I love it here, away from the lingering eyes of the 20-somethings. Away from the calculating glare of the 30-crowd. I feel much more relaxed here in my day old makeup and lint-covered yoga pants. Sipping coffee, too caught up in the people watching gold mine I have walked into.

I came to read a heartbreaking memoir about depression. Its sitting next to me as I watch an old man who is glaring very seriously at a computer screen. As I ease drop on the pair of folks sitting right in front of me, I laugh at myself.

The man, dressed in what I like to call a jean-suit (jean pants, button up jean shirt, and even a jean jacket to match), sits quietly waiting for his coffee-companion to arrive. I like when people dress like this- it tells me something about them. For the record, if I ever catch you wearing jean on jean on jean, expect to be psychoanalyzed.

The women comes in frazzled. Her louis vuitton swinging at her hip. She is dressed impeccably in a white pencil skirt and red patent heels. The annoyance they felt towards one another was too apparent, I am sure the whole building can feel it. I nestle in for a good show.

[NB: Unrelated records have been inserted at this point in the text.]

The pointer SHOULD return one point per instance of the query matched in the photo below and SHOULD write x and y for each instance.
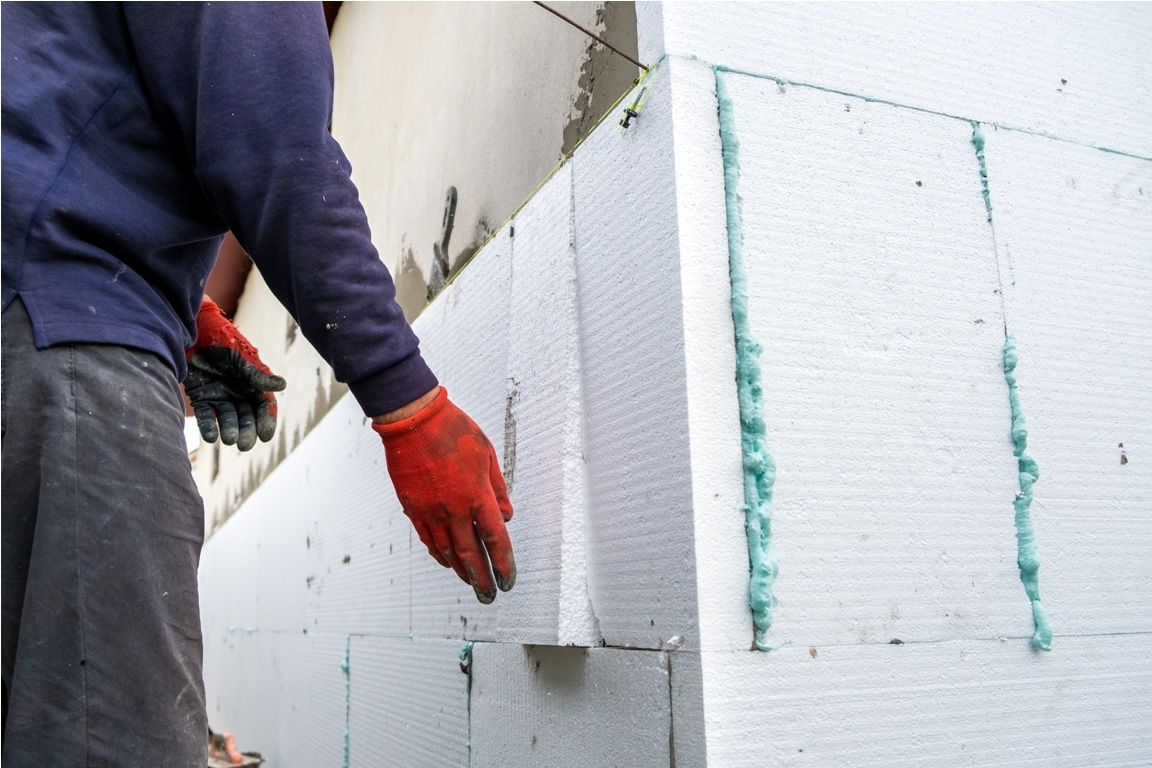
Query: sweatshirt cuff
(394, 387)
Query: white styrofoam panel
(710, 362)
(551, 706)
(464, 339)
(1077, 71)
(312, 700)
(1074, 228)
(964, 702)
(242, 685)
(409, 702)
(323, 545)
(639, 537)
(550, 603)
(873, 290)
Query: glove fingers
(490, 529)
(266, 418)
(441, 540)
(229, 426)
(245, 425)
(205, 420)
(470, 550)
(425, 535)
(499, 486)
(260, 380)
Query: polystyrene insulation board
(1080, 71)
(961, 704)
(408, 702)
(573, 707)
(641, 560)
(873, 290)
(544, 427)
(1074, 236)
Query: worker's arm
(247, 91)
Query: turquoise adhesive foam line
(1028, 556)
(978, 143)
(759, 466)
(346, 667)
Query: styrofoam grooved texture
(1029, 66)
(965, 702)
(1073, 232)
(573, 707)
(886, 403)
(641, 556)
(409, 702)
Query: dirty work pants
(101, 535)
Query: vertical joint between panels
(759, 466)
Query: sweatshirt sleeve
(245, 90)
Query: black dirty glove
(228, 385)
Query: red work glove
(448, 481)
(228, 383)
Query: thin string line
(595, 37)
(552, 173)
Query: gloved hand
(228, 383)
(448, 480)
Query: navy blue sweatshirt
(135, 135)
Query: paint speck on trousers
(1028, 556)
(759, 466)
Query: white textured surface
(547, 706)
(884, 390)
(551, 603)
(409, 704)
(1074, 234)
(639, 517)
(994, 62)
(959, 704)
(880, 294)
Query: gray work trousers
(101, 535)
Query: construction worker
(135, 135)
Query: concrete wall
(483, 96)
(592, 339)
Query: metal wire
(595, 37)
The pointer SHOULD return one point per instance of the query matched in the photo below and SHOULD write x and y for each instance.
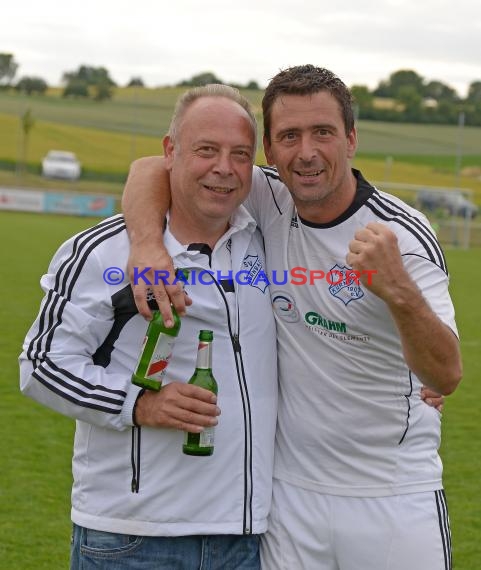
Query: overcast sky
(362, 41)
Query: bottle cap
(206, 335)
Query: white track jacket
(78, 358)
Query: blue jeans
(93, 549)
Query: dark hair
(307, 80)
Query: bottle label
(160, 357)
(206, 437)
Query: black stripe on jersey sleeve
(57, 371)
(408, 413)
(419, 225)
(423, 234)
(444, 529)
(74, 400)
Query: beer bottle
(202, 443)
(157, 348)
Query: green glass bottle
(157, 348)
(202, 443)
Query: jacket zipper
(248, 484)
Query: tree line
(405, 96)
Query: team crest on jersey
(344, 286)
(256, 276)
(285, 307)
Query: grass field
(107, 136)
(36, 443)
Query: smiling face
(309, 146)
(210, 163)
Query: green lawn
(107, 136)
(36, 443)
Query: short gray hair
(210, 90)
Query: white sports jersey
(350, 419)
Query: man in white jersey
(360, 290)
(137, 500)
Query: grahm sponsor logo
(331, 328)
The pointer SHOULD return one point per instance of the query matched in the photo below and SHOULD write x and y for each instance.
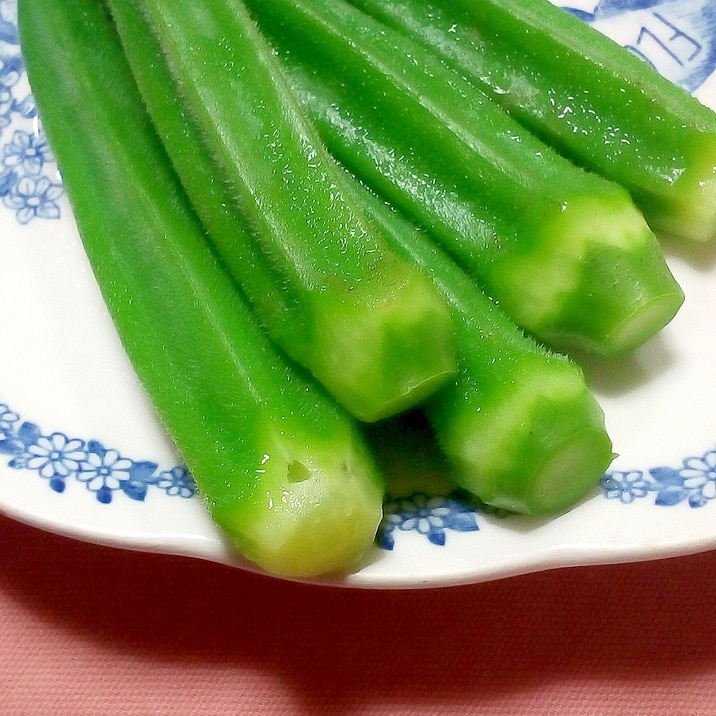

They begin to talk and its clear that they are colleges, teachers of some sort. She begins by addressing the need for more home schooling- how it is the only way children can get a proper education now-a-days. He is firmly against this move. He argues that the more teachers a child can be exposed to, the more views and ways of thinking the child use as he or she navigates the world.

It is clear to me that I sat in this particular spot on this particular morning for a reason. Not only to take an adorable photo of the man next to me, but also to learn something about our evolving school system.

I am forever a student. The reason why I have an insatiable appetite for knowledge is because many teachers had an influence on how I think, how I question things. I took a piece from each, I let go of what didn’t resonate with me, and I cultivated my own way of being in the world. I am not saying that home school is inherently bad. But I do agree that the more people and environments we explore and expose ourselves to, the more we become connected to ourselves, making meaning out of our experience.

Not all children do this in the same way, however. Which is where our public school systems may be failing. It is my hope that we can further our development for different learning styles and better understand the evolving personalities of our world.